Well that didn't last long, did it? Seems the 'Bertans have lost their wild-eyed enthusiasm for liberating their province from the oppressive Canadian state. Now those damned eastern bloodsuckers don't seem so bad at all.
COVID-19 is serving as a powerful reminder of how much we depend on each other and how much we’ll need to keep doing that as we emerge from its shadow. For most of us, this growing sense of social and national solidarity is a good thing.
But for Alberta’s separatist movement, it’s a major setback.

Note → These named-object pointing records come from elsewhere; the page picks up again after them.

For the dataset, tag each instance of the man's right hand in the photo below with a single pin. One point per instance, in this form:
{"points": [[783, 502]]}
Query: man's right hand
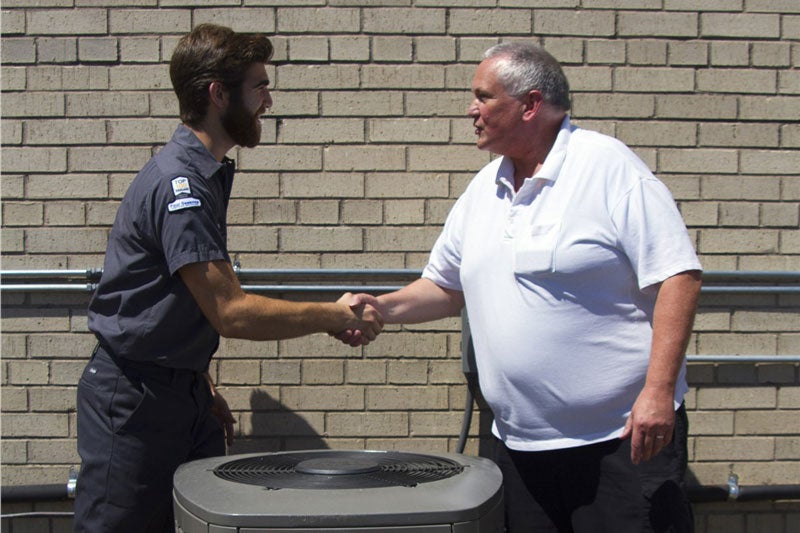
{"points": [[367, 321]]}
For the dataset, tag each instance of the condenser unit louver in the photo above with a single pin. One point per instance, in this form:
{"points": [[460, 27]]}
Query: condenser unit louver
{"points": [[339, 490]]}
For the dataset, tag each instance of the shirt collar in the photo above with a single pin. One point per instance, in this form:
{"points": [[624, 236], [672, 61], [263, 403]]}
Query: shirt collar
{"points": [[201, 159], [551, 166]]}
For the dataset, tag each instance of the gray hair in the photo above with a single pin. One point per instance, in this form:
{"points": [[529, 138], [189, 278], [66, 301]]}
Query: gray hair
{"points": [[527, 66]]}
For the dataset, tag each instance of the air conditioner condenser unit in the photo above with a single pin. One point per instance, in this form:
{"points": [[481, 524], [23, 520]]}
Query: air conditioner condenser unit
{"points": [[339, 490]]}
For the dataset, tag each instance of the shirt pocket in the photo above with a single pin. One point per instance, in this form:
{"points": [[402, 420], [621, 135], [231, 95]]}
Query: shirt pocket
{"points": [[535, 249]]}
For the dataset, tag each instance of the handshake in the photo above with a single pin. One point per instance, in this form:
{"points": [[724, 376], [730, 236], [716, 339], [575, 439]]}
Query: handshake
{"points": [[365, 320]]}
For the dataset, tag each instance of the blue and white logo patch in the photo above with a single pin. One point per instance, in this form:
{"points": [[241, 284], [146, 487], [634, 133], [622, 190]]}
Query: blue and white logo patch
{"points": [[183, 203], [180, 185]]}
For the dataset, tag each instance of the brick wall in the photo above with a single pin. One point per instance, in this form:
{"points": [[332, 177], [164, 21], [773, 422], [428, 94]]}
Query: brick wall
{"points": [[364, 152]]}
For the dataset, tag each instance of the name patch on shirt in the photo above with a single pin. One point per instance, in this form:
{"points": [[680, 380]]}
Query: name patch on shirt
{"points": [[183, 203], [180, 185]]}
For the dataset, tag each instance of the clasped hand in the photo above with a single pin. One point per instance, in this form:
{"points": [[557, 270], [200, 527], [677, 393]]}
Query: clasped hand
{"points": [[366, 322]]}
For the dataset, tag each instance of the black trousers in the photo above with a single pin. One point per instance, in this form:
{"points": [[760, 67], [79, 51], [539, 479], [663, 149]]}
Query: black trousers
{"points": [[137, 423], [596, 488]]}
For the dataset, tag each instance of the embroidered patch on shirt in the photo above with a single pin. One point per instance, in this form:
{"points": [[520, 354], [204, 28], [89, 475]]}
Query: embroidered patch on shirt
{"points": [[180, 185], [183, 203]]}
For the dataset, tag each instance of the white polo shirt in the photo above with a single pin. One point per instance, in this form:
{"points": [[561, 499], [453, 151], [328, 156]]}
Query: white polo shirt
{"points": [[557, 279]]}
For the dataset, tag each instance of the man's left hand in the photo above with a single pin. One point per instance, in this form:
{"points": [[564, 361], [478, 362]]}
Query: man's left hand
{"points": [[650, 425]]}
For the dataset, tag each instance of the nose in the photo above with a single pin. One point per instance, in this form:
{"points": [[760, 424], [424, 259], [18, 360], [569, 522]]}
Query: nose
{"points": [[472, 109]]}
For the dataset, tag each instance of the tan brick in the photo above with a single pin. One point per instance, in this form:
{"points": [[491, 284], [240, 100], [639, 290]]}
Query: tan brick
{"points": [[406, 398], [650, 24], [75, 240], [14, 399], [737, 81], [491, 21], [365, 372], [657, 133], [405, 20], [737, 344], [730, 54], [402, 77], [696, 107], [738, 134], [139, 50], [314, 20], [31, 159], [51, 398], [435, 49], [252, 239], [734, 449], [364, 158], [307, 48], [740, 188], [12, 78], [323, 398], [69, 78], [643, 79], [107, 158], [32, 105], [373, 424], [616, 106], [687, 53], [267, 424], [319, 212], [322, 131], [711, 422], [67, 21], [395, 49], [139, 78], [362, 212], [241, 19], [407, 372], [18, 51], [148, 21], [767, 422], [740, 25], [65, 132], [55, 451], [400, 238], [116, 104], [308, 239], [277, 158], [435, 424], [746, 320], [68, 186], [23, 213], [35, 425], [349, 48], [57, 49], [705, 160], [738, 214], [399, 212], [591, 23]]}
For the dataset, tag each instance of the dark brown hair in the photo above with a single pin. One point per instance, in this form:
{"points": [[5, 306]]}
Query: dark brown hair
{"points": [[212, 53]]}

That’s because, just as there are no atheists in foxholes, there won’t be many people who believe they’re better off on their own after this pandemic finally passes. As Albertans stare at the possibility of an economic downturn that’s reminiscent of the Great Depression, some of them are realizing that they could use a little help from their friends – even the ones they don’t particularly like.
This is a nightmare for those who have been dreaming about an independent Alberta, one that’s equal parts political revenge fantasy and Ayn Rand fan-fiction. Only once unshackled from the burdens of supporting the rest of the country and the ungrateful people in it who were holding them down, it suggests, will their province truly flourish.
The separatist dream of an independent Alberta also conveniently overlooks the fact that separating from Canada wouldn’t mean separating from geography. British Columbia would still stand between them and the Pacific Ocean, and the vast majority of its residents would want no part of a right-wing Libertarian petrostate, to say nothing of the many untreatied Indigenous communities who have made their feelings about Alberta’s favourite industry clear.Hmm, I wonder what Ezra's doing right about now?